[Amath-seminars] James Demmel -- Boeing Colloquium (January 25, 4pm)
N. Benjamin Erichson
erichson at uw.edu
Wed Jan 17 15:35:54 PST 2018
We are pleased to invite you to the Applied Math Department's Boeing Distinguished Colloquium delivered by Prof. James Demmel from the University of California at Berkeley.
Prof. Demmel is the Dr. Richard Carl Dehmel Distinguished Professor of Computer Science and Mathematics at the University of California at Berkeley, and Chair of the EECS Dept. His research is in numerical linear algebra, HPC, and communication avoiding algorithms. He is known for his work on the LAPACK and ScaLAPACK linear algebra libraries.
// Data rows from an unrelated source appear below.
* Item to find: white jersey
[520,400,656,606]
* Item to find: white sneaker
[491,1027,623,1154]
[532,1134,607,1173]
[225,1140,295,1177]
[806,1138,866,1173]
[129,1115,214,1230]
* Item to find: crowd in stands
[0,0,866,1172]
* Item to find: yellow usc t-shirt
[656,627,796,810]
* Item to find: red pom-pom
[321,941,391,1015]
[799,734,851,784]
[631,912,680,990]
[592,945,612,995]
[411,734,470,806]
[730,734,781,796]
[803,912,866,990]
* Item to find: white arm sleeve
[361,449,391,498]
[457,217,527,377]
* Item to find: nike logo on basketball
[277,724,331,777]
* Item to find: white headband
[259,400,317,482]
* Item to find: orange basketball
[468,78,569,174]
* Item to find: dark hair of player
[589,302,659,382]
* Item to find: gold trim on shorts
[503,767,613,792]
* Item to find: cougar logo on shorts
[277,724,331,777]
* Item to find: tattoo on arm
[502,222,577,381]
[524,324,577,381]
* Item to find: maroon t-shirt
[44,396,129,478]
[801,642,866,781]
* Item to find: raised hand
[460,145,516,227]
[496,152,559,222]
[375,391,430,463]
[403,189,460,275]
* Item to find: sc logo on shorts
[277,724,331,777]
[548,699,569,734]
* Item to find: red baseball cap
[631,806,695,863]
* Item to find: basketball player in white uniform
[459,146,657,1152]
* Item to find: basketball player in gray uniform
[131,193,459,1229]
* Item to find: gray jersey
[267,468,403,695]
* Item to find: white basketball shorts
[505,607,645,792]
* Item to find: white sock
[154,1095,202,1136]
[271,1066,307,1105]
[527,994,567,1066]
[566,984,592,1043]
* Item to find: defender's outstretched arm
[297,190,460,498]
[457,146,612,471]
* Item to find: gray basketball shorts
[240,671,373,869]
He is a member of the NAS, NAE, a Fellow of the AAAS, ACM, AMS, IEEE and SIAM, and winner of the IPDPS Charles Babbage Award, IEEE Computer Society Sidney Fernbach Award, the ACM Paris Kanellakis Award, and numerous best paper prizes.
James Demmel, Boeing Distinguished Colloquium
When: Thursday, January 25 at 4 PM
Where: Smith Hall 205
The talk will be followed by a reception in the Lewis hall lounge.
The title and abstract are given below:
Communication-Avoiding Algorithms for Linear Algebra and Beyond
Algorithms have two costs: arithmetic and communication, i.e. moving data between levels of a memory hierarchy or processors over a network. Communication costs (measured in time or energy per operation) already greatly exceed arithmetic costs, and the gap is growing over time following technological trends. Thus our goal is to design algorithms that minimize communication. We present algorithms that attain provable lower bounds on communication, and show large speedups compared to their conventional counterparts. These algorithms include direct and iterative linear algebra, for dense and sparse matrices, direct n-body simulations, and some machine learning algorithms. Several of these algorithms exhibit perfect strong scaling, in both time and energy: run time (resp. energy) for a fixed problem size drops proportionally to the number of processors p (resp. is independent of p). Finally, using recent extensions of the Holder-Brascamp-Lieb inequalities, we show how to generalize our approach to algorithms involving arbitrary loop nests and array accesses, assuming only that array subscripts are affine functions of the loop indices.